“Diary of a Victorian Dandy” was a collision of performance and photography reflecting the nation’s popular taste for the period costume drama and nostalgia for a utopian past at the heart of ‘little’ England. The production was shot on location over a period of three days in the opulent and sumptuous environment of a stately home in Hertfordshire.
The artist Yinka Shonibare is the central character of the dandy and orchestrates an ensemble of professional actors, a make-up artist, a stylist, a photographer and a director. Behind the superficiality and self-satisfaction of Shonibare’s Dandy lies a deeper social resonance. The work is a powerful parody of the artist’s own life as a creative black British man living with a physical disability in contemporary Britain. He alludes to a black aspirational designer generation, the contradictory social codes implied in the conspicuous sartorial elegance of figures such as Chris Eubank and the keeping-up-appearances mentality of the contemporary British ‘dude’ scene.
Throughout October 1998, inIVA presented the photographic series ‘Diary of a Victorian Dandy’ by the artist Yinka Shonibare at poster sites in London Underground stations.
The series resulted out of his performance over a period of three days as dandy at a stately home in Herefordshire.
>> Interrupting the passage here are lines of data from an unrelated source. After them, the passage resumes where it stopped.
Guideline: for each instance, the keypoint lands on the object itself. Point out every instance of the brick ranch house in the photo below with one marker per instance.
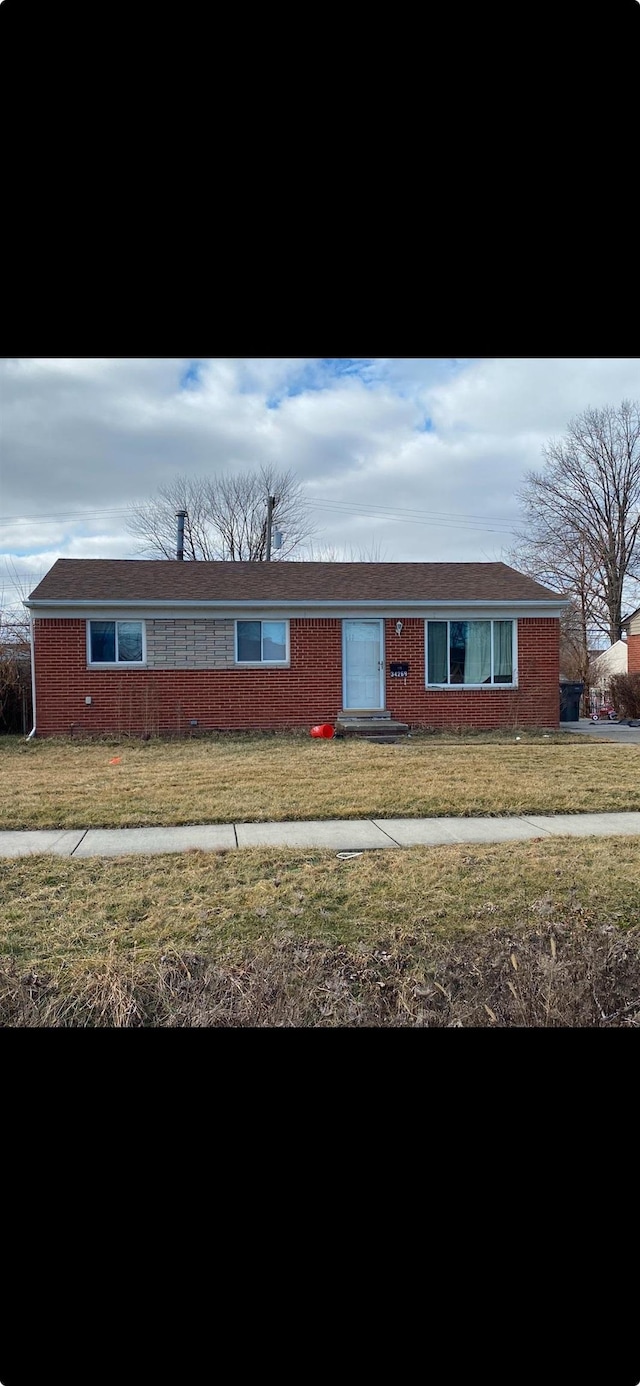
(157, 646)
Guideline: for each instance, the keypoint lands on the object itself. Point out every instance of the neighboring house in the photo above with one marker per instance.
(148, 646)
(632, 627)
(603, 668)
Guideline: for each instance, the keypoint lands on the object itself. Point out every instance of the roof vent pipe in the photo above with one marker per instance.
(182, 516)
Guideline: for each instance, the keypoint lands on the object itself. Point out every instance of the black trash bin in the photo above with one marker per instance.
(570, 702)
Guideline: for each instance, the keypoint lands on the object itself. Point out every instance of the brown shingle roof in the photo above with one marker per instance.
(112, 580)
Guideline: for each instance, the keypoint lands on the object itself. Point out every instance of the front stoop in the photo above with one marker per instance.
(374, 726)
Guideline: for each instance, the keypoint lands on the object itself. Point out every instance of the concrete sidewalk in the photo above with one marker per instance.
(345, 835)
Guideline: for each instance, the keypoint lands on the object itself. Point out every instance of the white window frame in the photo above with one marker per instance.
(117, 663)
(467, 686)
(262, 664)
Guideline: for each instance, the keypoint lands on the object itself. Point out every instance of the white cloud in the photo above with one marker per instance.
(428, 438)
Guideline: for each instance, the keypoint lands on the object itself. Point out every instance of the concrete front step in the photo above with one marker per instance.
(371, 728)
(360, 714)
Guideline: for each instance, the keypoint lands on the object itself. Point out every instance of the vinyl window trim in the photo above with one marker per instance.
(262, 664)
(467, 688)
(117, 664)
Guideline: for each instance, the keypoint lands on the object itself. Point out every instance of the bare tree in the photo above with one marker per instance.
(226, 516)
(373, 552)
(582, 516)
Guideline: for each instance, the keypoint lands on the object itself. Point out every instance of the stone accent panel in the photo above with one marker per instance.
(207, 643)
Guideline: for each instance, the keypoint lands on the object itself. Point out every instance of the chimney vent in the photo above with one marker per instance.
(180, 516)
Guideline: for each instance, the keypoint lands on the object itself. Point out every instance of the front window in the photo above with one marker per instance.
(115, 642)
(470, 653)
(261, 642)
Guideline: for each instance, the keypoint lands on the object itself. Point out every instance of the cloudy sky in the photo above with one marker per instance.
(414, 459)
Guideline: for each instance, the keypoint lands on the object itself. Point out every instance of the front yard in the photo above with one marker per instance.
(232, 778)
(538, 933)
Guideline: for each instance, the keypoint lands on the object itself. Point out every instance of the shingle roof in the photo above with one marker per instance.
(140, 580)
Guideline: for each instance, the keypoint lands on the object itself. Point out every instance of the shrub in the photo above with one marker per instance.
(625, 693)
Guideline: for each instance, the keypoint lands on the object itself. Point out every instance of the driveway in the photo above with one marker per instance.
(619, 732)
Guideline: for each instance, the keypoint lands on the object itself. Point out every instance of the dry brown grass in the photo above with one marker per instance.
(218, 779)
(540, 933)
(79, 914)
(553, 975)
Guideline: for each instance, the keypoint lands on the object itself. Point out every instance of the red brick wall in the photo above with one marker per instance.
(310, 690)
(633, 654)
(534, 703)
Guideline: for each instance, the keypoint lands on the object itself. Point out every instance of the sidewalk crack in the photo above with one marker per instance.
(384, 830)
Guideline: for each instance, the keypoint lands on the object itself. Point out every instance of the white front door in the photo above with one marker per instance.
(363, 665)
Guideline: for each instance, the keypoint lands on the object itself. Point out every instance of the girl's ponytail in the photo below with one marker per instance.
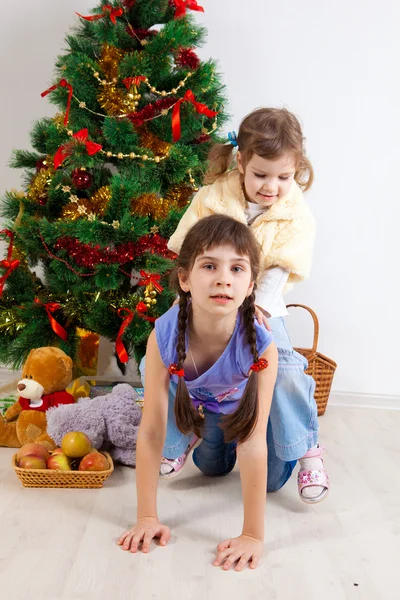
(220, 158)
(187, 418)
(240, 424)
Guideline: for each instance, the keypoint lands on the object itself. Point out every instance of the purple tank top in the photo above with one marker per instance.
(220, 388)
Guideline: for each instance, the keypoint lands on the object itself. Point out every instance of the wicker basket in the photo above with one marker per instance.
(320, 367)
(68, 479)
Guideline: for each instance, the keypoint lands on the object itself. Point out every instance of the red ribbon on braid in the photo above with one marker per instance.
(56, 327)
(8, 263)
(176, 112)
(260, 365)
(113, 13)
(62, 83)
(182, 5)
(173, 370)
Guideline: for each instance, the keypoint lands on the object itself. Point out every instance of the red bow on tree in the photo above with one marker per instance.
(127, 319)
(66, 149)
(130, 81)
(150, 279)
(56, 327)
(8, 263)
(113, 13)
(176, 113)
(182, 5)
(62, 83)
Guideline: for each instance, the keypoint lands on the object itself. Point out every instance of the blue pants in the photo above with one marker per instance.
(292, 427)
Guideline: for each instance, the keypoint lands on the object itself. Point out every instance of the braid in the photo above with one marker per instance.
(182, 322)
(187, 418)
(240, 424)
(249, 311)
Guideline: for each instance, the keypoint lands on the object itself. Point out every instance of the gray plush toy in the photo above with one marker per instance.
(111, 422)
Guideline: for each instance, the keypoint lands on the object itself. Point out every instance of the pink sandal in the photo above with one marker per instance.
(177, 464)
(312, 478)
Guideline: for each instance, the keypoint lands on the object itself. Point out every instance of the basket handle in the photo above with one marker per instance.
(316, 324)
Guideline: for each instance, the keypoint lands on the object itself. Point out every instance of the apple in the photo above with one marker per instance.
(32, 462)
(94, 461)
(57, 451)
(59, 462)
(33, 450)
(76, 444)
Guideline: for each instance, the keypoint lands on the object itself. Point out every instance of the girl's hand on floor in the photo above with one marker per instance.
(261, 318)
(241, 550)
(144, 531)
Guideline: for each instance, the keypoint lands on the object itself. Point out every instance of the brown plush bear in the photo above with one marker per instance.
(46, 374)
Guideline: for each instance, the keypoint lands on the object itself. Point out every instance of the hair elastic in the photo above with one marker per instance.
(232, 138)
(173, 370)
(260, 365)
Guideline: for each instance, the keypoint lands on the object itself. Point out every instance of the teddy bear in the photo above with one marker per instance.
(45, 375)
(111, 422)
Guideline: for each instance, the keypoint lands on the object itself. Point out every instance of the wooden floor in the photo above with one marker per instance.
(60, 544)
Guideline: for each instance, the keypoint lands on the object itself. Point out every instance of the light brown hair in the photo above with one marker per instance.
(269, 133)
(211, 232)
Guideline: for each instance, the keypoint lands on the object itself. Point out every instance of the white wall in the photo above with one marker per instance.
(334, 64)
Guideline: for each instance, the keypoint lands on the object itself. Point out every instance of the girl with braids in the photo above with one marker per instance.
(264, 191)
(218, 365)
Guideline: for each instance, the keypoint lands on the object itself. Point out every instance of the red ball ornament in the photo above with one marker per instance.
(81, 179)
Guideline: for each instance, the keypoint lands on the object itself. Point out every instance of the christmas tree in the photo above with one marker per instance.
(108, 179)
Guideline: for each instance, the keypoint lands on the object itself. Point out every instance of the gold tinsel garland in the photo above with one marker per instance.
(151, 205)
(153, 143)
(180, 195)
(113, 100)
(109, 60)
(38, 187)
(82, 207)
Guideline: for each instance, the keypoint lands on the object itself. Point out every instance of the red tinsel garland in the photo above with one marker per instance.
(151, 110)
(86, 255)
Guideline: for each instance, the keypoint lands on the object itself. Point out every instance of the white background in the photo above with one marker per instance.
(336, 66)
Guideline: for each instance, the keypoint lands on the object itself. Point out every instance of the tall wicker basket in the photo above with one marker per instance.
(320, 367)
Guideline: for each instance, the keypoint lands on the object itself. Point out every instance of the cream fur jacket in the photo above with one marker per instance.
(286, 231)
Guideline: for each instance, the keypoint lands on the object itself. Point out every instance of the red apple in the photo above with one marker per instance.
(32, 462)
(57, 451)
(33, 450)
(59, 462)
(94, 461)
(76, 444)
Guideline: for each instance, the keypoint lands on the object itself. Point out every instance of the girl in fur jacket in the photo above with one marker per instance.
(264, 190)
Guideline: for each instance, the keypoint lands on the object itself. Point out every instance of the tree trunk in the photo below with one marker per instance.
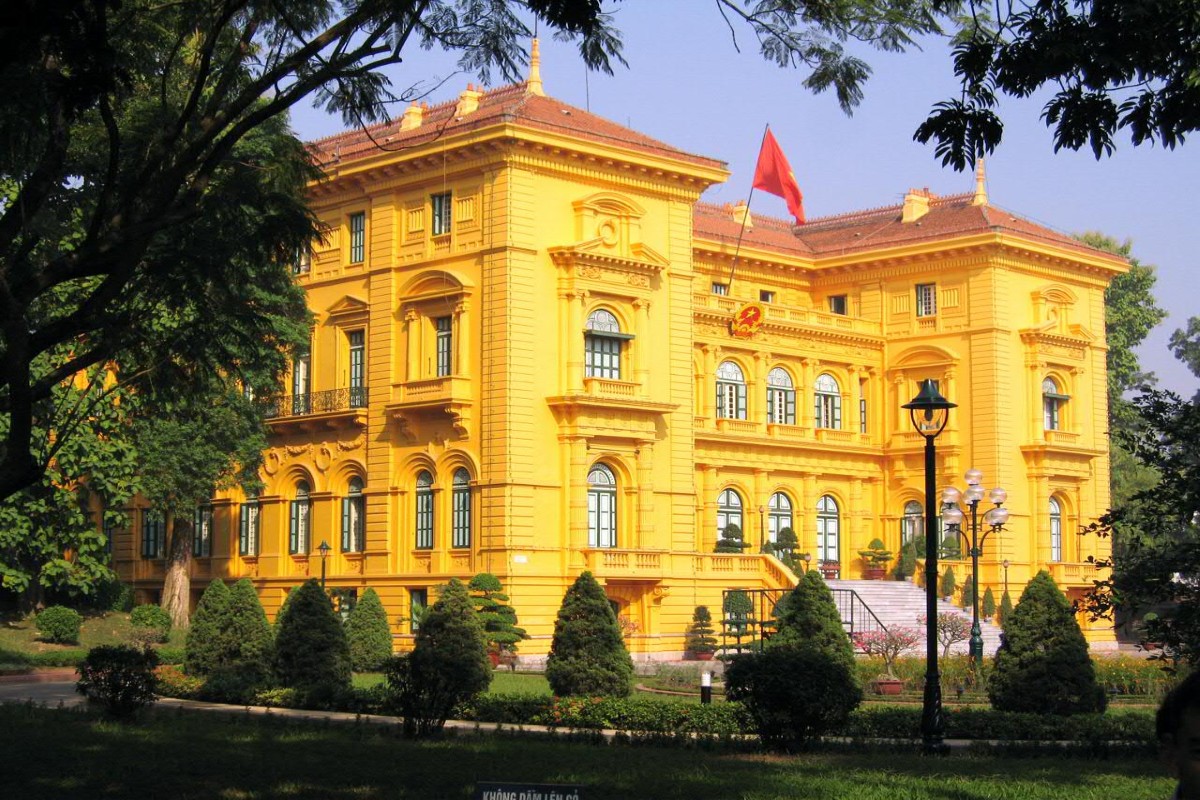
(177, 585)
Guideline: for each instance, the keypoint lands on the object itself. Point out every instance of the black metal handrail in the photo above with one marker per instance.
(334, 400)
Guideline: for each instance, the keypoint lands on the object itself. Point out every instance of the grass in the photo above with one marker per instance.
(21, 643)
(67, 755)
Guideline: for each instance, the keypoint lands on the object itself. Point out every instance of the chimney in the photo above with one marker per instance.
(916, 204)
(468, 101)
(412, 118)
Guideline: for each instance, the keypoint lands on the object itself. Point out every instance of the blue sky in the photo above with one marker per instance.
(687, 84)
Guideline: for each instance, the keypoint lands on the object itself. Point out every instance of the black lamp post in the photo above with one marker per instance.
(324, 553)
(929, 413)
(994, 519)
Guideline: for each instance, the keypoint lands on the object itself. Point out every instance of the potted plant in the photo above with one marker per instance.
(889, 644)
(875, 560)
(701, 642)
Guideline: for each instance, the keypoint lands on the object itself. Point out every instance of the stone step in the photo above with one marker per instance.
(900, 602)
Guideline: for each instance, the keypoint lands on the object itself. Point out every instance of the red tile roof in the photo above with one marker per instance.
(507, 104)
(880, 228)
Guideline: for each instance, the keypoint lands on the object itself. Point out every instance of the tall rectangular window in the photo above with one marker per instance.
(444, 326)
(154, 535)
(358, 236)
(202, 531)
(247, 528)
(927, 299)
(441, 206)
(358, 358)
(418, 601)
(301, 370)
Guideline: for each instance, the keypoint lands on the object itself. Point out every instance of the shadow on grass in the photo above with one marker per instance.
(65, 755)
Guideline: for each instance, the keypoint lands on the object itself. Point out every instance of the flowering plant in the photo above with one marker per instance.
(889, 644)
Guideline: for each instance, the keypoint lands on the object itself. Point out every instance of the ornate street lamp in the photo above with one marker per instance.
(994, 518)
(929, 413)
(323, 548)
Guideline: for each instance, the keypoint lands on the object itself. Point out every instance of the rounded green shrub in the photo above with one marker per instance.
(204, 636)
(793, 695)
(311, 654)
(808, 619)
(588, 655)
(118, 678)
(447, 667)
(60, 625)
(1043, 663)
(369, 633)
(154, 620)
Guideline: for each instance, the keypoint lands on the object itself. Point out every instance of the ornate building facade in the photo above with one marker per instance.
(529, 359)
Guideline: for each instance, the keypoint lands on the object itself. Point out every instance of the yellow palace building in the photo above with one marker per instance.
(525, 361)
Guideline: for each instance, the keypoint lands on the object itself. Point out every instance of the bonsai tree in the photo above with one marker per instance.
(947, 584)
(731, 540)
(700, 632)
(808, 618)
(875, 557)
(447, 667)
(989, 603)
(738, 614)
(499, 620)
(311, 654)
(588, 655)
(889, 644)
(1043, 663)
(203, 647)
(367, 633)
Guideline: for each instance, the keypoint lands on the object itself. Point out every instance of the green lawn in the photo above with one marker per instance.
(19, 636)
(67, 755)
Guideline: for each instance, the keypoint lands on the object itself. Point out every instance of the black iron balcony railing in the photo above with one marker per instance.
(334, 400)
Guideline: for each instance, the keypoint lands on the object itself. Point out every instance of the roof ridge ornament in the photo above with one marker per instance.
(533, 85)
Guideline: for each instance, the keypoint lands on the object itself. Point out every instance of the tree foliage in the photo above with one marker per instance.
(1156, 560)
(447, 667)
(1113, 66)
(369, 633)
(1043, 666)
(311, 654)
(498, 618)
(808, 619)
(588, 655)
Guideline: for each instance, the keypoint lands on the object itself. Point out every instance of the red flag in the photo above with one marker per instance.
(774, 174)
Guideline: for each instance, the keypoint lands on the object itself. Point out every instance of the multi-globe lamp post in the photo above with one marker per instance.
(993, 521)
(929, 413)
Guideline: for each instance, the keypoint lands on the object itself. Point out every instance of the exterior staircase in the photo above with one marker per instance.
(899, 602)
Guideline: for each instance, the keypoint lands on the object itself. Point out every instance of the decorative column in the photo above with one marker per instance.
(641, 342)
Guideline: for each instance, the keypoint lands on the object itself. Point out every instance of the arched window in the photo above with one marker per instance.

Frivolous and elegant, as we follow a-day-in-the-life of a pretentious poseur who scales the dizzy heights of the British elite, with vanity and la-di-da airs and graces, through scenes with his valet, gambling in the billiards rooms and of course, the naughty parties.
The series of five large photographs were then shown as a touring exhibition at the Castle Museum and Art Gallery, Nottingham; at the Laing Art Gallery, Higham Place in Newcastle upon Tyne and at the Towner Art Gallery and Museum at Eastbourne in 1999 / 2000.